Brussels (Brussels Morning) The visit by EU ambassadors to China has been held up after they sought access to the jailed Uighur economist Ilham Tohti, according to an unnamed diplomatic source, RFI reports.
The visit was planned to the Xinjiang region that human rights organisations have been citing because of China’s treatment of Muslims at internment camps there.
China claims it has invited UN officials and foreign diplomats to visit the region, yet there has been very little progress since then.
The diplomatic source stressed that the EU delegation’s trip is on hold because the mission sought a visit with Tohti, who was jailed for life in 2014 on charges of separatism. Tohti was the recipient of the EU’s foremost human rights award, the Sakharov Prize, in 2019.
“Negotiations are at a stalemate because of Tohti and other conditions,” the source added, noting “I don’t think they are going soon”.
CCP confirms it disallows meeting with Tohti
On Tuesday, Zhang Ming, Chinese Ambassador to the EU, asserted that “almost everything had been arranged” for the visit to Xinjiang. Now, he says, the visit is on hold over “unacceptable requests”, since the EU diplomats want “a meeting with one criminal convicted by Chinese law”. That “is unacceptable, I’m so sorry”, he declared.
Zhang maintained that China has opened Xinjiang to “foreign diplomats, journalists and tourists.” He noted that Beijing had invited UN High Commissioner for Human Rights, Michelle Bachelet, to visit the region this month, after her call last month for an “independent and comprehensive assessment of the human rights situation” in Xinjiang.

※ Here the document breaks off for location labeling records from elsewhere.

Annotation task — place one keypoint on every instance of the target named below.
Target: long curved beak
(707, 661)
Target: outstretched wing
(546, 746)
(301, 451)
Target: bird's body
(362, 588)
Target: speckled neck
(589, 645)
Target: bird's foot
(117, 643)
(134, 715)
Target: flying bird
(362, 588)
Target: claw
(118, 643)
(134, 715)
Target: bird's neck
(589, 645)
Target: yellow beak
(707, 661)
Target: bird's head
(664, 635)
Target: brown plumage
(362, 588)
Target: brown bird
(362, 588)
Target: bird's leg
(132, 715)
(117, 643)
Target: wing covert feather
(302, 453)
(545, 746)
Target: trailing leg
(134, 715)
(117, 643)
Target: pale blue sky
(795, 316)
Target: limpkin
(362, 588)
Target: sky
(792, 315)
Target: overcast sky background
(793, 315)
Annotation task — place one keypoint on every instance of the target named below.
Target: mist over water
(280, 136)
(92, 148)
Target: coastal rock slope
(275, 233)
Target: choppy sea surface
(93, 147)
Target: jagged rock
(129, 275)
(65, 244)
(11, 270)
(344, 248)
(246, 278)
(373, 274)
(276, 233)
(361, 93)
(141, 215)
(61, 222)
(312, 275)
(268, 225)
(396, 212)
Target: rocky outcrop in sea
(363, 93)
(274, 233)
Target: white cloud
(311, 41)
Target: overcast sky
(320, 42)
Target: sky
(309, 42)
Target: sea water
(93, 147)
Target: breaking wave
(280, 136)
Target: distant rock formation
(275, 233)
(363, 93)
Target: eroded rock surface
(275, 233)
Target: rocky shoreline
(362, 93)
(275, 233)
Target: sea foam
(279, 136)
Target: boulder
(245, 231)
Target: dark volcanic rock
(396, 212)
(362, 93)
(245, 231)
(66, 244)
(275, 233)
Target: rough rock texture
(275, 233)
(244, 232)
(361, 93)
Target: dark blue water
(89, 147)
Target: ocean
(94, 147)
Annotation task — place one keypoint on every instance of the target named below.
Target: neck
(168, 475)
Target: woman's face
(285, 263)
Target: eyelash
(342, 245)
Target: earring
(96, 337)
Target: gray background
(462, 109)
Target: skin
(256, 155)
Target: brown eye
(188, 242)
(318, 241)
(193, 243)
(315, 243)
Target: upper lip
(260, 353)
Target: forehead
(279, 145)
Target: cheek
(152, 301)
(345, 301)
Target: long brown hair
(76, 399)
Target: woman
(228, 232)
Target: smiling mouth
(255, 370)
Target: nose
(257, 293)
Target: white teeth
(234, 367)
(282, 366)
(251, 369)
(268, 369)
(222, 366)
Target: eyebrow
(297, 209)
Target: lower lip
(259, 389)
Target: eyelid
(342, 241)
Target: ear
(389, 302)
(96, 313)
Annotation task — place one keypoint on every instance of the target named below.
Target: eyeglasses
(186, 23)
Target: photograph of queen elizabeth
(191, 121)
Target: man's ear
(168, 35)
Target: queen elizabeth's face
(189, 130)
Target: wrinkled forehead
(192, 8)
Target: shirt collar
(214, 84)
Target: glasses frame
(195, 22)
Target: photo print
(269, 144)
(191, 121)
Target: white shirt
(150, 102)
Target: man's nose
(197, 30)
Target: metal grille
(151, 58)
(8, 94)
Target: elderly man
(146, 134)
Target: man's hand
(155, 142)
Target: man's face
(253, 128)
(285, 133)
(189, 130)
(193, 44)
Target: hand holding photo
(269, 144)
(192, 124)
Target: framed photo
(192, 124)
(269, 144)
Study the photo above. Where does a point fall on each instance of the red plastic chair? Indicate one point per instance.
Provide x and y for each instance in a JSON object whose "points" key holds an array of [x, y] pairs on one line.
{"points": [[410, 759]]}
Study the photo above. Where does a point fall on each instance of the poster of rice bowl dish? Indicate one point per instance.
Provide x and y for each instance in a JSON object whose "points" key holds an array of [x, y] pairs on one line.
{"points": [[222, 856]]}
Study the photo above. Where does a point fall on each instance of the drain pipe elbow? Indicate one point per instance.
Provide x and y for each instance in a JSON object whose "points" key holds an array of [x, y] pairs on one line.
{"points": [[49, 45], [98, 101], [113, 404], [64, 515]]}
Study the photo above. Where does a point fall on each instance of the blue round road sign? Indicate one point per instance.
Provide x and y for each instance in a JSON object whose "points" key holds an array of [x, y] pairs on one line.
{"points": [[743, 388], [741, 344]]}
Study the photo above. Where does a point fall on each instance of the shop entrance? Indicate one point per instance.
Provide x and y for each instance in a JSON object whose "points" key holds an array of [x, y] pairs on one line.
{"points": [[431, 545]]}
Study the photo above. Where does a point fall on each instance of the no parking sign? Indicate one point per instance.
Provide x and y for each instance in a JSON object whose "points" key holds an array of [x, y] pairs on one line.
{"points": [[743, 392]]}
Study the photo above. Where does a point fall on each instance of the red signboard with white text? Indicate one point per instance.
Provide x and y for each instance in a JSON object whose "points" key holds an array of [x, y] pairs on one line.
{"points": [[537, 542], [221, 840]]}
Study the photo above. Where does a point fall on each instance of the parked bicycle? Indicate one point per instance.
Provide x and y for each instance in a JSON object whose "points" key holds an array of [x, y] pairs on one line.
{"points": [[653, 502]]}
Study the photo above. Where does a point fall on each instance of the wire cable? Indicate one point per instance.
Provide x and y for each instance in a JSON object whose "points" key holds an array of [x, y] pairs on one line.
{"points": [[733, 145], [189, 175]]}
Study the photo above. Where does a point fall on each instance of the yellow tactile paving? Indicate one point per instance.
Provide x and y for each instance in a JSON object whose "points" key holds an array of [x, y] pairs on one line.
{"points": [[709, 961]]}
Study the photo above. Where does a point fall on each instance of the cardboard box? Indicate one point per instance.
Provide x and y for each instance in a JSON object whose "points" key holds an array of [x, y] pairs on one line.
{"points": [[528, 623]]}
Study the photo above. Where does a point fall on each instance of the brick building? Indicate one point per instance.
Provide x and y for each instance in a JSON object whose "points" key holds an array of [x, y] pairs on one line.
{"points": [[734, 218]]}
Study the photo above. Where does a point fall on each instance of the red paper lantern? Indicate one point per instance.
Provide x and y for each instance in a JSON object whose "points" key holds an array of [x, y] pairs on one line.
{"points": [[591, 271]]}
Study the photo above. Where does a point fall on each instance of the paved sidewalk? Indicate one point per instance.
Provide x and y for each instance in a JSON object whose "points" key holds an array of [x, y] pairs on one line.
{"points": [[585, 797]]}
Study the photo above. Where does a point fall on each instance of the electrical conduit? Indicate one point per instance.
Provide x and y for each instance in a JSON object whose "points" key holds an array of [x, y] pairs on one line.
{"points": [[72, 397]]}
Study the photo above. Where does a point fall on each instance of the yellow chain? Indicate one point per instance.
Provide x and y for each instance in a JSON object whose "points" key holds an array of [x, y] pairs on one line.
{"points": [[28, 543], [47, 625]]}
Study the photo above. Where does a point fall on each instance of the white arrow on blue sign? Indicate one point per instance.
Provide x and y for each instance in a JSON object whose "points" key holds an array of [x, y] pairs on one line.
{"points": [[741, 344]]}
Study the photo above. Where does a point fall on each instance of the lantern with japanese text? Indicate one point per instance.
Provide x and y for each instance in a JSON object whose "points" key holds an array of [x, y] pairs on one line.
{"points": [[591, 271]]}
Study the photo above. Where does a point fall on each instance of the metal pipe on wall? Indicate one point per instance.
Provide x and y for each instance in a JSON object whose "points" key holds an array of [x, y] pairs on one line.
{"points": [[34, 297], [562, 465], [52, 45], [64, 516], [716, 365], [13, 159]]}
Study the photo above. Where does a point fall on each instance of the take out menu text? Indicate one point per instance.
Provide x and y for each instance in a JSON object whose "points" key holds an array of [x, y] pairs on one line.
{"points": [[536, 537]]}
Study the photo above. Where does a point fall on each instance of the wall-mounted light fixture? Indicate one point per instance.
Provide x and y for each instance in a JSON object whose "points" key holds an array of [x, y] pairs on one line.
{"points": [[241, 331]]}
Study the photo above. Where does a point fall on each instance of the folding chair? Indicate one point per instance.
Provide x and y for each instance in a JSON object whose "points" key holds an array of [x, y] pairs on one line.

The Chinese Communist Party (CCP) vehemently denied any wrongdoing, insisting it has not abused Uighurs in Xinjiang internment camps. Beijing contends that all detainees have “graduated” from “vocational training centres”, and that this has contributed to increasing incomes in the region while stamping out what it described as extremism.
An EU official delegation which participated in a carefully orchestrated visit to Xinjiang in January 2019 said it believed the inmates it met with at a “training centre” at that time had been forced to speak from prepared scripts.
According to the Foreign Correspondents’ Club of China, any foreign reporters attempting to report from Xinjiang in 2020 faced surveillance and harassment by the CCP.